You must use their process and features, even if your business model differs – you need to train your users on how the software works, and either how your business model needs to alter, or how the function of your software needs to be re-interpreted for alignment with your needs. I have always supported changing business process to match what the software does – after all, the business software will have been tuned from the needs of multiple other businesses that do the same thing as you. However, if you are unique, then you may have to ignore parts of a SaaS system, or use a component in a way that is different to how it was designed. What happens when the SaaS provider changes the functionality of that components? That is another of the risks of SaaS.
Can you restore your own backup? Will a backup be portable? If you feel confident that you have a backup, don’t forget that the 9 big mistakes in disaster recovery planning include that all backups are not the same. If you manage to get a backup, where can you restore it to? Can you get usable data from it, or can it be imported to a competitor product? It may be that your backups are actually exports, if that is a format that is more usable for you.
Integrations are limited to what the vendor offers – bespoke or custom development may not be available. This can be particularly difficult in hybrid situations where there are on-premises systems that need to be secured, proxied or use authentication methods that the SaaS does not support or provide. Integration with SaaS can be better, but it can also be very hard if the SaaS product does not provide the right type of connection. Integration platforms (IPaaS) and API brokers may need to be used.
Sprawl and high number of users. As with anything that is easy to use and consume, pretty quickly there will be a growth in users and consumption of the system. This can lead to sprawling systems that can include users who have left, and excess configuration that is not needed. With a consumption-based billing approach, this can mean that costs quickly spiral. As with all cloud services and systems, regular audit is critical to ensure that you don’t pay for stuff you don’t need, and that only the required users have the access they are required to have.

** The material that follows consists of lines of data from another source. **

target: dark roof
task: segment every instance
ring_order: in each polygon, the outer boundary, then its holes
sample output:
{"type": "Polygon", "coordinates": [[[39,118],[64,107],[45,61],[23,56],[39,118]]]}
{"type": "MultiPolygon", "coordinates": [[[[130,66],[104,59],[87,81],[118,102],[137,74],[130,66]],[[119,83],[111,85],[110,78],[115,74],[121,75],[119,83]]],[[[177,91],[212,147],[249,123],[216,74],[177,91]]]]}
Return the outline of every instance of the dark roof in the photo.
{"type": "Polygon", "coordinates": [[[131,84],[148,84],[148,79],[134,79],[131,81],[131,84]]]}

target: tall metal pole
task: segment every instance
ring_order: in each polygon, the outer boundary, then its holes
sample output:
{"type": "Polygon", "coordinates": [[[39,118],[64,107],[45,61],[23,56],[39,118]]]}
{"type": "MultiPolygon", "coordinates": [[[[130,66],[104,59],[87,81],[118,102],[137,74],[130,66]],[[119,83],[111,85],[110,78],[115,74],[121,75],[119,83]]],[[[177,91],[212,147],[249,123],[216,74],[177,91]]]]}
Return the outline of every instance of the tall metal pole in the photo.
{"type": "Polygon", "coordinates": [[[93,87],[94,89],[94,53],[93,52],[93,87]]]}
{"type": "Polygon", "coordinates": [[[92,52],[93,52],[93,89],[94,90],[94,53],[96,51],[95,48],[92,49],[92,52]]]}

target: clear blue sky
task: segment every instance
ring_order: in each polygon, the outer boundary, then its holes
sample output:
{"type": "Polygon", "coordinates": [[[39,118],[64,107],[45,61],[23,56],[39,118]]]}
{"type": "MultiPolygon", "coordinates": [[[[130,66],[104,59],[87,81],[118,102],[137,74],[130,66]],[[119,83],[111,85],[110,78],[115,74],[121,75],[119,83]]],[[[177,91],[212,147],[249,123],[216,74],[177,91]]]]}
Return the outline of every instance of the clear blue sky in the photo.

Unknown external users and data interaction may mean your data is being stolen, and you don’t know about it. Another reason to increase the pace of audits and checks. Did that consultant account ever get disabled? Did a test/trial integration get left behind, and it now has full admin access to your SaaS data? Risks of SaaS can be persistent threats that you don’t notice. Do you really know who has access to your data? Is the vendor, and their suppliers completely trustworthy?
It is hard to get your data out – significant work would be needed to move to a new platform or provider, due to different data structures and formats. Ensure that the vendor provides a data export function, or that there is a capability to contact the vendor to arrange data extraction.
Selecting the wrong options, subscription or product. It is very easy to get started with SaaS, but also very difficult to switch. If you have selected a higher-level subscription than the one you need, some SaaS solutions will not let you down-grade, or require work to de-configure users or profiles to remove the extra features if you choose a lower subscription plan.
Security – one misconfiguration and you can be in trouble. I have always maintained that cloud security is better than on-premises capabilities, but it is very easy to make a mistake and leave your data wide-open. Again, audit is your friend here, but the flexibility of cloud services is one of the risks of SaaS.